Join us for The Public Art Salon on Thursday 27 and support Bee Positive Legislation! We’ll have postcards available to color, personalize, and mail in support of MA State bills that limit neonicotinoids!
We will be joined by Beverly Bees for a Hive Demonstration at (around) 4:30 to learn about bees, and bee-positive legislation and actions!
We will also be:
- Building the Community Table
- Making Mosaics
- Face Art
- Designing the Reading Nook
- Making Friends!
Learn more about the effects of neonicotinoids and the proposed bills below:
If you can’t join us this Thursday – contact your rep to support House Bill H.2113 / Senate Bill SD.2236 and find out more: https://malegislature.gov/Bills/190/H2113
What is Artists’ Row?
Artists’ Row is a pedestrian way in the heart of Salem defined by several small shed buildings where artists practice their craft and sell their handiwork. The Row has been a creative space for artists and ‘creative entrepreneurs’ to incubate their work and establish an audience. Creative and spontaneous, the Row is an underrated place in Salem. Come see the artists working daily on their craft – and support this local work!

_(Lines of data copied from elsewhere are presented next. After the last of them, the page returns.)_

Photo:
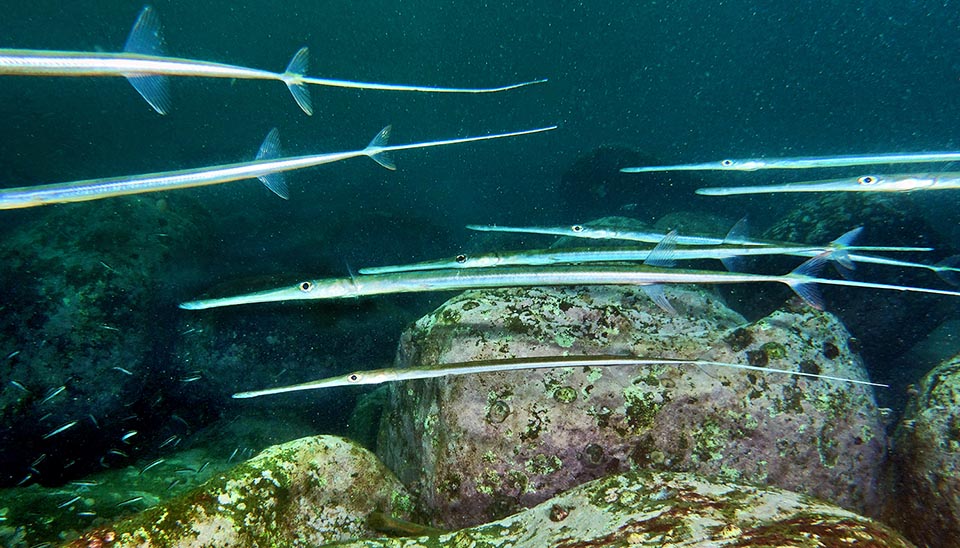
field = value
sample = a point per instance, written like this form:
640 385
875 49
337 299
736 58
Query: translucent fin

The summer of 2017 brings lots of changes to the Row. In the spring, students from Lesley University College of Art and Design, led by local graphic designer Rick Rawlins, designed a comprehensive aesthetic vision for the Row: inspired by the nautical history, and complementing the color of the green metal roofs, the buildings would serve as a background to frame the artists’ work and don a soothing gray. The color also helps frame the spaces between the buildings – the nooks – that could become intimate spaces for reading, crafting, or simply sitting. Finally, “Artists’ Row” would then be stenciled onto the buildings in bright colors to orient visitors. We’re in the middle of this transformation: the large picture windows showcasing the work, for instance at Boston Woodturning and ZBY Gallery – help bring the inside artistry outside.
What is the Artist in Residence Program on Artists’ Row?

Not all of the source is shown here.